Valley National Bank with $6.2 billion in assets, is a highly efficient,
top-performing super community bank that emphasizes middle market commercial
and consumer lending.  The Bank has a record of 72 consecutive years of
profitable operation and a long history of increased dividends.  The Bank has a
successful record of leveraging its proven super community bank strategy in its
17 previous acquisitions during the past 23 years.  Mr. Gerald H. Lipkin,
Chairman, President and CEO of Valley, noted, "The merger with Merchants is
consistent with our company's strategy of highly focused growth within Northern
New Jersey and the contiguous local market through new branches and
acquisitions of other strong financial institutions.  The Merchants Bank of New
York is a traditional commercial bank with a low risk, superb middle market
lending expertise and a credit culture very similar to Valley's business
model.   All seven of Merchants' offices are located in midtown Manhattan,  a
distance of approximately 15 miles from Wayne and most of its customers are
within 45 minutes of Valley's headquarters.  This proximity will allow Valley
to continue to operate as a super community bank.  Over the years, Merchants
has developed a strong following among small- to medium-sized companies that
want to maintain their banking relationship with senior management and

<PAGE>

the decision makers in the bank.  This closely follows Valley's approach to
lending and highlights the attractiveness of the merger."

Mr. Lipkin added, "The Merchants Bank of New York has a relatively large
commercial loan base, and has shown improved earnings and earnings per share
performance in each of the last seven years."

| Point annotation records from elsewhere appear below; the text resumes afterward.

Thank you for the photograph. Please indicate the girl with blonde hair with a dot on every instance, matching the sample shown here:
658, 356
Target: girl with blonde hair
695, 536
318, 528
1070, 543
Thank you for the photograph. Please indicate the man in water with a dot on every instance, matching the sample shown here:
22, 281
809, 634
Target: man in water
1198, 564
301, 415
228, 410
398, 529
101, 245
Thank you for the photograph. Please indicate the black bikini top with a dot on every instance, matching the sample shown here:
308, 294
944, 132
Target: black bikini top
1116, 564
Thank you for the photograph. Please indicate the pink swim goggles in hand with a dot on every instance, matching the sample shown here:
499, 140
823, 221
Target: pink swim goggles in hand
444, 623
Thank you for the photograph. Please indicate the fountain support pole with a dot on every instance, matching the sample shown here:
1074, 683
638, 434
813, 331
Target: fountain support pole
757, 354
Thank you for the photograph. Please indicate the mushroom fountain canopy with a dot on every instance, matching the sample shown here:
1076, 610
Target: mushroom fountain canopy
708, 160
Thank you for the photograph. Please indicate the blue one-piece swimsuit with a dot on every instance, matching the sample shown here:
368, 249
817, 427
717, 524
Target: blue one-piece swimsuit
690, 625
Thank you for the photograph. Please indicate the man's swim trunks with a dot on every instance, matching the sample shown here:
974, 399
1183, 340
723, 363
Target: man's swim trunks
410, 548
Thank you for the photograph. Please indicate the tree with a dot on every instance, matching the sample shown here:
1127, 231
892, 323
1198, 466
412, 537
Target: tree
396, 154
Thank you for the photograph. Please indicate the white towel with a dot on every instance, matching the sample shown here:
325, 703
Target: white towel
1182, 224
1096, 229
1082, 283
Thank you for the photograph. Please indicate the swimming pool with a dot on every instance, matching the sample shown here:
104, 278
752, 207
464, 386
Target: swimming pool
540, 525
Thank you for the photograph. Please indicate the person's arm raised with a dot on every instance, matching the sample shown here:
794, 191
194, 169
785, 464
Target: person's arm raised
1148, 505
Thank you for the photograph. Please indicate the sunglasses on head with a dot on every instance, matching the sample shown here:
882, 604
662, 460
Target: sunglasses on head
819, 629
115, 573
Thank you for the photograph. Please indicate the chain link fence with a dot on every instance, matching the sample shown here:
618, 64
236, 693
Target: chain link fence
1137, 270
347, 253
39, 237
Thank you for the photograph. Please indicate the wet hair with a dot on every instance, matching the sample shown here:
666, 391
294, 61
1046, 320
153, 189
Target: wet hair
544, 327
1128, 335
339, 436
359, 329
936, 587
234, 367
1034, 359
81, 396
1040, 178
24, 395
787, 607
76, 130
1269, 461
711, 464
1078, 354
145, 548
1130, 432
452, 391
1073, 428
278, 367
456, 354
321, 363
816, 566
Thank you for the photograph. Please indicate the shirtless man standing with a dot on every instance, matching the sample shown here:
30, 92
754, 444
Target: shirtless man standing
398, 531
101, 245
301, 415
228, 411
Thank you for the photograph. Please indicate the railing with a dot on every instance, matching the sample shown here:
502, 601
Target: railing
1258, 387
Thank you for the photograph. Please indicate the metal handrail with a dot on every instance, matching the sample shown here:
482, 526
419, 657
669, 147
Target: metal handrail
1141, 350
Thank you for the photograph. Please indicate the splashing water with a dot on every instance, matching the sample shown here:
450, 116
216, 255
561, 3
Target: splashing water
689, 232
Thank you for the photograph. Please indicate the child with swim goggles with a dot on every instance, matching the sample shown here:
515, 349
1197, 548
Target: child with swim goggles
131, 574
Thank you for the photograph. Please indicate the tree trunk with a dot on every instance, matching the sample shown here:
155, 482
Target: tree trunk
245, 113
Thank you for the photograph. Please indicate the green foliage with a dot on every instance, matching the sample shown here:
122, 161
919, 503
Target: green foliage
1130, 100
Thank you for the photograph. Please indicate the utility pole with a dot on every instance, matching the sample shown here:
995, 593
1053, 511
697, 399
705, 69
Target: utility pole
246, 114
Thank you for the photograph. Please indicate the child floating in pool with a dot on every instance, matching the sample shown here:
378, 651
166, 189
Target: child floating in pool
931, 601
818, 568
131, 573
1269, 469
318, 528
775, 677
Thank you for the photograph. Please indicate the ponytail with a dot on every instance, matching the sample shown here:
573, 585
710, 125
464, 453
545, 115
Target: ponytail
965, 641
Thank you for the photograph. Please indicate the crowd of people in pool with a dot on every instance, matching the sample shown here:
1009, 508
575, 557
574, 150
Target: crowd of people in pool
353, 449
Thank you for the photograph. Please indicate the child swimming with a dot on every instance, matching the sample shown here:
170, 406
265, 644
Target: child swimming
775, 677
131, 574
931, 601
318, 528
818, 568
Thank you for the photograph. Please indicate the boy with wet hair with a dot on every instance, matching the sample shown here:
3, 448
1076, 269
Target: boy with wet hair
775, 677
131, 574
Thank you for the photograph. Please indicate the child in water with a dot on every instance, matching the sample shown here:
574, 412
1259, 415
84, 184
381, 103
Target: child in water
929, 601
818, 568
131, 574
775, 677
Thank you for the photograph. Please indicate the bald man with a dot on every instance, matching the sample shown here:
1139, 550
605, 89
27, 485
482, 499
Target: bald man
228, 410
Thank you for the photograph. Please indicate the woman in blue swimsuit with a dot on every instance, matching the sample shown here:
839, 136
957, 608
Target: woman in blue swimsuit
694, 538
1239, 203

"We expect this acquisition to generate sufficient cost savings to make it
accretive to earnings during the first year.  Additionally, since Merchants
does not focus on consumer banking, a major strength at Valley, we view this as
an opportunity to enhance Merchants revenue stream and a significant growth
opportunity. Valley's goal in acquisitions is to price transactions so that
they are accretive to Valley's per share earnings during the first year of
combined operations."

Mr. Spencer B. Witty, who is Chairman of Merchants New York Bancorp, Inc. and
who will become a Vice Chairman of Valley, indicated that "the proposed
affiliation with Valley will bring together two great banking institutions,
creating a much stronger franchise and market presence.  We believe that this
transaction will position Merchants for the future."  Merchants will be able to
provide larger loans to customers as a result of Valley's greater lending
limit.  Customers will easily be able to obtain residential mortgages, auto
and consumer loans, and take advantage of Valley's trust, asset management and
insurance services.  Valley also provides an extended-hour customer service
department, substantial ATM locations, debit cards, on-line real-time banking
and a broad base of branch locations, all of which will be available at The
Merchants Bank of New York.

<PAGE>

Mr. James G. Lawrence, President and Chief Executive Officer, and Mr. William
J. Cardew, Vice Chairman and Chief Operating Officer and Mr.Eric Gould, EVP,
will also join Valley's senior management team following the merger.  In
addition, Messrs. Spencer Witty, Robinson Markel, and Charles Baum, Directors
of Merchants, will join Valley's Board of Directors following the merger.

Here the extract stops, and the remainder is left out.